Maybe a different final Outbreak gets triggered, and so the next player has to travel back to fix it. Things could cascade, so that all the players actions are taking place in the past, and there is no-one left to save the present.

The Vague Specifics of a Time Travel Game

Each scenario in the game, would have 4 or 5 set pieces to be solved, like an episode of a TV Show. eg

  1. Find downed plane.
  2. Recover military tech.
  3. Rescue personnel.
  4. Escape from enemy militia.
  5. Make it to rendezvous helicopter for extraction.

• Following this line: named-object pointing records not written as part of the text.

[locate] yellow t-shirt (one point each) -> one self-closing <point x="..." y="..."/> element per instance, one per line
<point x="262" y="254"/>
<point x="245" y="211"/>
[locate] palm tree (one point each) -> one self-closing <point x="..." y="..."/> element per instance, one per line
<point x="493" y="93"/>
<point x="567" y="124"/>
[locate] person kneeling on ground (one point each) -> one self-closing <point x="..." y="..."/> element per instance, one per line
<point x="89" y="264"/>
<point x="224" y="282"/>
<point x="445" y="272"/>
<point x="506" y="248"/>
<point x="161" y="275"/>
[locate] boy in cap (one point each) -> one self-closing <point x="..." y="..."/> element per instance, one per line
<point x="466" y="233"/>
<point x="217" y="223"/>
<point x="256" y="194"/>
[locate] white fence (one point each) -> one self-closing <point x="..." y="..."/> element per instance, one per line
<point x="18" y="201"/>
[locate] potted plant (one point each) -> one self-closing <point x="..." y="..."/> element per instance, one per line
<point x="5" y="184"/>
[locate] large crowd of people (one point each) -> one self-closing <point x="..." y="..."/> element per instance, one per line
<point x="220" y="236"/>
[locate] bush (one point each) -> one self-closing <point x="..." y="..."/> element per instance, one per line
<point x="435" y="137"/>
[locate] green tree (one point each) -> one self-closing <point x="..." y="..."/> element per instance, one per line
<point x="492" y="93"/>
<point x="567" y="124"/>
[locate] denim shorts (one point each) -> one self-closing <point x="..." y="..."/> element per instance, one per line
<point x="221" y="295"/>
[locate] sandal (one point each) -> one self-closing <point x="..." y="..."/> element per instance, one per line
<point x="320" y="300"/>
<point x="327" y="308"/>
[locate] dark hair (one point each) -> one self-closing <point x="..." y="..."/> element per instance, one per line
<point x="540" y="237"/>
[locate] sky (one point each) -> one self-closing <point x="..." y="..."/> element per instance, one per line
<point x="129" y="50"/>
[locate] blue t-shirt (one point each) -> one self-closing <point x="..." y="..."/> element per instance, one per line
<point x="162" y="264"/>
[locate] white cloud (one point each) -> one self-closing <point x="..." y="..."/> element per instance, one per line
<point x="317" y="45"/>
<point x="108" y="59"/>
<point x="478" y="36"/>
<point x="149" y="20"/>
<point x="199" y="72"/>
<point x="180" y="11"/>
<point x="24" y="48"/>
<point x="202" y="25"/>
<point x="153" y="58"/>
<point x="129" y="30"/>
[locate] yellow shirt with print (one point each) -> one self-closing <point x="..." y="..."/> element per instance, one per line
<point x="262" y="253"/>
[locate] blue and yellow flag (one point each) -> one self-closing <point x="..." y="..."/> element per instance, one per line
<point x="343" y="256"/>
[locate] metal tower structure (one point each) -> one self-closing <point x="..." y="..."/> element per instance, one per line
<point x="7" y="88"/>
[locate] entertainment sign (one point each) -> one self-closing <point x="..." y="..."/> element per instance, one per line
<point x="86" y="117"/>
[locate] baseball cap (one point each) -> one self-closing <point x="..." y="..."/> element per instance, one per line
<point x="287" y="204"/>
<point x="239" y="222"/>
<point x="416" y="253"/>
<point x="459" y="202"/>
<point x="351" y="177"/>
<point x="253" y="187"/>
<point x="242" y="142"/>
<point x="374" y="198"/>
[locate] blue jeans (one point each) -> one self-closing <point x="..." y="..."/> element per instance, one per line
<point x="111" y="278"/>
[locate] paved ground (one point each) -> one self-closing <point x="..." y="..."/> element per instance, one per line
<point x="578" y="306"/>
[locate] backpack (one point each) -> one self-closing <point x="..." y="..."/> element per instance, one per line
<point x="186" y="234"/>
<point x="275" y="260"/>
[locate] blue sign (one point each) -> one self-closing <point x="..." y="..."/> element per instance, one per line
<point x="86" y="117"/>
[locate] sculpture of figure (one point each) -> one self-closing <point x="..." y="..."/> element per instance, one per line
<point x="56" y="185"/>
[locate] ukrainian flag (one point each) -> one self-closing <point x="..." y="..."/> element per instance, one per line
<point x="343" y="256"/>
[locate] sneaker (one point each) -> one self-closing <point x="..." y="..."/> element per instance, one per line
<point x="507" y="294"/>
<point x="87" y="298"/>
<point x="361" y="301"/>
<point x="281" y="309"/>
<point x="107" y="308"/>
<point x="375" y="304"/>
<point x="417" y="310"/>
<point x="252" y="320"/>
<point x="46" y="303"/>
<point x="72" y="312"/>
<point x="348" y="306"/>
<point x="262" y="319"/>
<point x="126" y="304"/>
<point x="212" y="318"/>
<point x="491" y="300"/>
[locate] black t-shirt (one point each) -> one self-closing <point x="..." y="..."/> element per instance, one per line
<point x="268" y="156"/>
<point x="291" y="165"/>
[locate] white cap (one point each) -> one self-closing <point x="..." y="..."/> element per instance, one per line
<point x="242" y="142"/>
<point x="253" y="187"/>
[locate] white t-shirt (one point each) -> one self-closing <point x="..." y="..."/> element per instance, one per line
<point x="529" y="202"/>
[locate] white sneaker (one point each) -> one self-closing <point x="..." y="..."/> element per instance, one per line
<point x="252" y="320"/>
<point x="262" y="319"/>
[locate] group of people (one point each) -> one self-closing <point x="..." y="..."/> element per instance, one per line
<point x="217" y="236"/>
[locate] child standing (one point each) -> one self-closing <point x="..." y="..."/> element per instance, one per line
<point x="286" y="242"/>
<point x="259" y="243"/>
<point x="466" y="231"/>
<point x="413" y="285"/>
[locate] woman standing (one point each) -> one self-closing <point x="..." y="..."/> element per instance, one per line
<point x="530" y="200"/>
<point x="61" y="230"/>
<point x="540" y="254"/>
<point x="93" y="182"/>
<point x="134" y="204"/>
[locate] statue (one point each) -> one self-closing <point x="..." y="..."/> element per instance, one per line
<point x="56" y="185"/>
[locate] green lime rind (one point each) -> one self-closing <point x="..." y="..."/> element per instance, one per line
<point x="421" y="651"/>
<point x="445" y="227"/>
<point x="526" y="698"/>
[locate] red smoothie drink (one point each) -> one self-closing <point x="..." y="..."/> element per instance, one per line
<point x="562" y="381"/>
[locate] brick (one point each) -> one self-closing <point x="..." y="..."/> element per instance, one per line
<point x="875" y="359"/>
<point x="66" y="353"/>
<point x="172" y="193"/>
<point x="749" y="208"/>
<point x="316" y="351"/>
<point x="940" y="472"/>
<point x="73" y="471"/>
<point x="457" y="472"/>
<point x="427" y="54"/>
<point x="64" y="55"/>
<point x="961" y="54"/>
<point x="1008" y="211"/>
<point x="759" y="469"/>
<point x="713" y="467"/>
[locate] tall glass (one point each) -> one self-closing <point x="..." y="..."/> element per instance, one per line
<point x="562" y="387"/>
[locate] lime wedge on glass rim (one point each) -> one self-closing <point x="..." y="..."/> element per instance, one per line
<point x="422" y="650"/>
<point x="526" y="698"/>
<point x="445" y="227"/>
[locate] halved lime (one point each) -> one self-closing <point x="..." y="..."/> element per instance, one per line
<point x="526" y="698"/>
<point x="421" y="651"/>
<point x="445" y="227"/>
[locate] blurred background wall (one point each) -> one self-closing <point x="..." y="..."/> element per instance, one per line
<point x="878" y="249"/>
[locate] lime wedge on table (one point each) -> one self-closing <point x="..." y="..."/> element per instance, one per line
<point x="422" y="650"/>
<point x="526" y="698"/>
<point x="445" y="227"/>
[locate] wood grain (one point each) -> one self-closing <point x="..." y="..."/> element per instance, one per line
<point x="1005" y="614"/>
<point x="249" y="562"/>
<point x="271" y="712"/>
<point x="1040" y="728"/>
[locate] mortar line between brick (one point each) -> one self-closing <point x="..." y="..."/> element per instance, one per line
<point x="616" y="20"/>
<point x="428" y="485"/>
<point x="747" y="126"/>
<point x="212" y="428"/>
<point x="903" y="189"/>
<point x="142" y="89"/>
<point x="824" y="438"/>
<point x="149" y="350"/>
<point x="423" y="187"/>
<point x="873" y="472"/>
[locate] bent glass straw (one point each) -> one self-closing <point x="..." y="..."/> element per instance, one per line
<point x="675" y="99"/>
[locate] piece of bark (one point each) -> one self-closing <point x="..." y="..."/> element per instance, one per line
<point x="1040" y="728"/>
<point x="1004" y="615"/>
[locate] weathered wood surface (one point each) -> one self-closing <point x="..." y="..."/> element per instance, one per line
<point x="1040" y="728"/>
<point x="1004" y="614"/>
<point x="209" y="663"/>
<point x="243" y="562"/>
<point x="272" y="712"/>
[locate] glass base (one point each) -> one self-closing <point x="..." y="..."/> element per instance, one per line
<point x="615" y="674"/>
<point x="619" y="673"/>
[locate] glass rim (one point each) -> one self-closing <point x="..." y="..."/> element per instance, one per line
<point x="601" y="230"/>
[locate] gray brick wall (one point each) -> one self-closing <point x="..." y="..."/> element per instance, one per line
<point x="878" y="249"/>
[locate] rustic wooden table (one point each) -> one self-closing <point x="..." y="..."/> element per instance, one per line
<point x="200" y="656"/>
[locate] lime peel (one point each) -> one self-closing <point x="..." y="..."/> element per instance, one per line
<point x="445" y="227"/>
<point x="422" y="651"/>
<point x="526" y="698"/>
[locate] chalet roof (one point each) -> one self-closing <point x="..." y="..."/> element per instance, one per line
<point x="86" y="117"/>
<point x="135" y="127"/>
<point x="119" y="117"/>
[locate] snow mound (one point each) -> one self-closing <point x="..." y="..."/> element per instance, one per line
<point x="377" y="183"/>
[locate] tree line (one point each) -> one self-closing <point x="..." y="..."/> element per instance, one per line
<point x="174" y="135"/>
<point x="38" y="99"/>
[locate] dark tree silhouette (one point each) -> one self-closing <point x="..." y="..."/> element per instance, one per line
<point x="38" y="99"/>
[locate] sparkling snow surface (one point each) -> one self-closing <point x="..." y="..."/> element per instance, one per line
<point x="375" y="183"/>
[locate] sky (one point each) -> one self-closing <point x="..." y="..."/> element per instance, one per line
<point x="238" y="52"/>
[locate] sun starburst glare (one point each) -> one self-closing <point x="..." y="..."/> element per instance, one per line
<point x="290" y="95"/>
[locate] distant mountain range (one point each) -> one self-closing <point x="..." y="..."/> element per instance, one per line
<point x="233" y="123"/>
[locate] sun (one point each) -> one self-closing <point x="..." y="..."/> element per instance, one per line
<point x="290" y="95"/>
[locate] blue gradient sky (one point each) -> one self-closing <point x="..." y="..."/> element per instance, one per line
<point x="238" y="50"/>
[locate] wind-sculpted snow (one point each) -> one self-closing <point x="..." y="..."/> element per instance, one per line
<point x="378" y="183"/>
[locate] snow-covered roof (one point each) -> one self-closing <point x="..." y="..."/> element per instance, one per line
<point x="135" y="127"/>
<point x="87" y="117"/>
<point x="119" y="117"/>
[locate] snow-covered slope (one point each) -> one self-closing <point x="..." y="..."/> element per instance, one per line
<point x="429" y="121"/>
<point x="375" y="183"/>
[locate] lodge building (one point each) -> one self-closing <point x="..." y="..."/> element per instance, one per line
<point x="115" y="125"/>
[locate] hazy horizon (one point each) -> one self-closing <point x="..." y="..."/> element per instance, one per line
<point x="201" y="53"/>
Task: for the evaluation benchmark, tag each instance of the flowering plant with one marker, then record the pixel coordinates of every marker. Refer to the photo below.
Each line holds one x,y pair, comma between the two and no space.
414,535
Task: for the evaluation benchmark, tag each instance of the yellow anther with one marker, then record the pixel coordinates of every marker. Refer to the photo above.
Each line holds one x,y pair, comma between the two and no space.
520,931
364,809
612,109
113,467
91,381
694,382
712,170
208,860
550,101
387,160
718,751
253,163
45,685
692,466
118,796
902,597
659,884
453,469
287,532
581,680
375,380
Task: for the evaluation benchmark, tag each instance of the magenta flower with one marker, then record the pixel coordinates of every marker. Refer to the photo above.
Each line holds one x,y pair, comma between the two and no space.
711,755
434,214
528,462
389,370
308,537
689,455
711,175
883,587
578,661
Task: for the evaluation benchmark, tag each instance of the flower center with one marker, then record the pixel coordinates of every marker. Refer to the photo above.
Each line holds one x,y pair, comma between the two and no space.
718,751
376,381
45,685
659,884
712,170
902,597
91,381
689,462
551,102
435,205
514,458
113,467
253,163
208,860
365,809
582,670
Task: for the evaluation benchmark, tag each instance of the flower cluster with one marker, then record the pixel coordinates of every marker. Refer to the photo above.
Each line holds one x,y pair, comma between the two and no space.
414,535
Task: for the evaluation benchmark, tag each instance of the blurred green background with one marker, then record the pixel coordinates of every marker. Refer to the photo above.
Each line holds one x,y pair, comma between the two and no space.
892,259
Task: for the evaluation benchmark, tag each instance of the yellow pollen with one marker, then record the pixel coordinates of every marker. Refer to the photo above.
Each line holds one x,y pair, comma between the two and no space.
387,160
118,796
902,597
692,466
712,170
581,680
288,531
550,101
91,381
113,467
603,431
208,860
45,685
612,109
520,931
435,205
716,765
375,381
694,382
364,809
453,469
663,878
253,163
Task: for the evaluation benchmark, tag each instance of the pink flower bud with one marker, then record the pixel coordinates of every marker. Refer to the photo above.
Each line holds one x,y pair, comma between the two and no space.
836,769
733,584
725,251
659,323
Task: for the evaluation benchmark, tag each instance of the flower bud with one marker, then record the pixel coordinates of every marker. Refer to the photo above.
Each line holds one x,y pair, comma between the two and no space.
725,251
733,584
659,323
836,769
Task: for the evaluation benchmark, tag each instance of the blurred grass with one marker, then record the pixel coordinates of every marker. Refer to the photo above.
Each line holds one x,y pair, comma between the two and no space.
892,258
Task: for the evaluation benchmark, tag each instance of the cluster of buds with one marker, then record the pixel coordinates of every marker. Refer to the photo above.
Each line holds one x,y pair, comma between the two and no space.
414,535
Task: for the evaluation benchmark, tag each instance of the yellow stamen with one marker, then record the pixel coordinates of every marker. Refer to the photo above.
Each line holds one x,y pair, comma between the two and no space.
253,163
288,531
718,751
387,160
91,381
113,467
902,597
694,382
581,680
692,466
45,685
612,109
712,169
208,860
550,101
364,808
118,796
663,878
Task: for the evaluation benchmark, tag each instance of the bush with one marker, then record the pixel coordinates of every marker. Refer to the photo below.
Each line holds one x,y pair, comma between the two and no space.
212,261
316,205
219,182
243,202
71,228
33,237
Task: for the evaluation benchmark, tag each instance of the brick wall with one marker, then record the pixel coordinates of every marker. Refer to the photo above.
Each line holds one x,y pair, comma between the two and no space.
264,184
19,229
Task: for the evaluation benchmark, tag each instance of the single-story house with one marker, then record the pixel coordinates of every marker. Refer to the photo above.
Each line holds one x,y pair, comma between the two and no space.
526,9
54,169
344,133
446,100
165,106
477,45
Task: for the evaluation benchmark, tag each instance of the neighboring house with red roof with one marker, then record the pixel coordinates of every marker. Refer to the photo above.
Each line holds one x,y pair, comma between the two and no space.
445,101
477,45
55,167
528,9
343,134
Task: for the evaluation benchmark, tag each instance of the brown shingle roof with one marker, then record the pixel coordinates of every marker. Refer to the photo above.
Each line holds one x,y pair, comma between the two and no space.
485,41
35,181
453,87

If the helicopter pilot can see the future from his position, he will see if one of these fails, and can go back in time to help out. But if he uses all his actions in the past to help with the earlier scenarios, he will not be there to pick them up in the helicopter, and the whole scenario fails.

Time Travel Meeples

And the only thing that needs to be tracked is the number of time jumps used. This could be as simple as a player board, with standing spaces for Meeples, and each time you time travel, you replace one with a dice, that is face up with the set piece number. When you get to the final round, you check the player board to see, “Here the pilot had to time travel to help Rescue personal, and then to help them Escape the enemy militia, but he still had enough meeples to fly the helicopter in and pick everyone up.

This is a very rough example, but I think it illustrates how it might work.

* Add Timecop to the list of Time Travel board game ideas. Other players are using “future meeples” to increase their “profits”, whilst one player is playing the roll of officers in the Time Enforcement Commission, catching them in the act and stopping them.